I am currently working on my dissertation project regarding media usage trends and would like to receive some clarification on panel data model that uses time-invariant independent variables and time-variant dependent outcome.
Firstly, summary "mean graph" of 24 months worth of data revealed that there is a general decline among customers in usage of TV. In other words, live TV is becoming less and less popular.
Now, my main interest using PLM regression in R is to find out which variables or variable categories drive that change. For instance, one would think that young adults during 24 months period drastically changed their behaviour because they are more keen in exploring and using new media technologies, such as, video-on-demand, whereas, perhaps, older generations are more in favour of continuing to use traditional media consumption channels, such as, live TV. Therefore, young adults should be strong predictors of changes in TV consumption when compared to elderly.

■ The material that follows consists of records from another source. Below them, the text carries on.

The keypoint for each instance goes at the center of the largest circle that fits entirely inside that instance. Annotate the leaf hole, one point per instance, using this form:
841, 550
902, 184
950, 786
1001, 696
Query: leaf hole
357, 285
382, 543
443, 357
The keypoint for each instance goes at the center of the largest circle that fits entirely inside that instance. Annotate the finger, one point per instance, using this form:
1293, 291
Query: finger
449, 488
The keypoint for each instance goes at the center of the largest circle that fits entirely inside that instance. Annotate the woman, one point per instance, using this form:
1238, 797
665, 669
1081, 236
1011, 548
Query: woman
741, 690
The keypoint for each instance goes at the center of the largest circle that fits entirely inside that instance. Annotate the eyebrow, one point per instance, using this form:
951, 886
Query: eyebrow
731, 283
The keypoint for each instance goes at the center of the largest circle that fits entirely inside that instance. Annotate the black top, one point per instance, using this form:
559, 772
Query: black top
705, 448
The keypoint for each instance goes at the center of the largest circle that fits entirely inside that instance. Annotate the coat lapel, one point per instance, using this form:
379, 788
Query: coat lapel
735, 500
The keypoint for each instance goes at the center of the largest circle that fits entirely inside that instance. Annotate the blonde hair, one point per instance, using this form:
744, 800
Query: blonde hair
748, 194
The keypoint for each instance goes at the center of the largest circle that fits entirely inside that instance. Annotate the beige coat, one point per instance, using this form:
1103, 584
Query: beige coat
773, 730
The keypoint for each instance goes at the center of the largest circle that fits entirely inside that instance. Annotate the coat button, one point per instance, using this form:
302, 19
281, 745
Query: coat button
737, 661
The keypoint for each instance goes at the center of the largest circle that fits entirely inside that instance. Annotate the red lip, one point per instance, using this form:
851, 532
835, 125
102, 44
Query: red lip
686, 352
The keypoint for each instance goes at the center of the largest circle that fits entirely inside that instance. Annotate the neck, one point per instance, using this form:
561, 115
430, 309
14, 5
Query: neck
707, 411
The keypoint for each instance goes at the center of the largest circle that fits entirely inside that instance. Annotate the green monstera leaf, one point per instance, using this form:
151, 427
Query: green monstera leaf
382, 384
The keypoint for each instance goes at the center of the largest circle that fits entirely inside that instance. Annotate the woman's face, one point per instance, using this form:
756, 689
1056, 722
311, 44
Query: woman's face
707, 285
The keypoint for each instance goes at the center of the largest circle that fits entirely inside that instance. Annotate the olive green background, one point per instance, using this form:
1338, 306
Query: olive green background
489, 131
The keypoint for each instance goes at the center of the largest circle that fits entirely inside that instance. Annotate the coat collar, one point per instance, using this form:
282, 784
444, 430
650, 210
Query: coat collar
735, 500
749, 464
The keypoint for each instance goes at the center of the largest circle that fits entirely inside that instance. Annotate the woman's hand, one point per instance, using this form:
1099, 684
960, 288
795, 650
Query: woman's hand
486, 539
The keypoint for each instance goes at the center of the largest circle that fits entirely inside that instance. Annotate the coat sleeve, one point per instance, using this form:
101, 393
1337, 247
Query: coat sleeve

So far, I've run the following command to produce desired results:
library(plm)
tv_usage_trend <- plm(tv_volume ~ age_group + gender + control_variable + control_variable + control_variable, data = total, index =c("id", "date"), model = "between")
summary(tv_usage_trend)
It can be seen that I used "model = between" function in the PLM package due to my time-invariant predictors, which means that I cannot measure "within" effects and can only look at "between" effects among individuals. The snapshot of my results is as following:
Estimate Std. Error t-value Pr(>|t|)
(Intercept) 384.455 2498.529 0.1539 0.877711
AGE_BANDING65 - 74 479.638 157.961 3.0364 0.002396 **
AGE_BANDING55 - 64 -577.320 191.700 -3.0116 0.002601 **
AGE_BANDING45 - 54 -1487.911 197.152 -7.5470 4.574e-14 ***
AGE_BANDING35 - 44 -2332.972 211.404 -11.0356 < 2.2e-16 ***
AGE_BANDING25 - 34 -2466.860 229.941 -10.7282 < 2.2e-16 ***
AGE_BANDING18 - 24 -2193.473 307.055 -7.1436 9.291e-13 ***
My reference category in here was (Age_BANDING (75+). The results look as expected - young adults significantly differ from the oldest group (at least one * next to the category means significant relationship). However, when investigating the results closer and plotting best fit lines for each category over time I noticed that actually AGE_BANDING (75+) group also changed their behaviour - they are much less likely to watch TV as well.
In other words, this means that there should be no significant difference between the reference category and some of the younger adults categories, but that is not the case. I believe the model does not account for over-time effect on the dependent variable and only compares overall tv_volume means across age groups, which of course then tells the story about which groups are more or less likely to watch TV in general rather than which groups are drivers of TV consumption change.
Any ideas on how I could solve this? I would really really appreciate any help.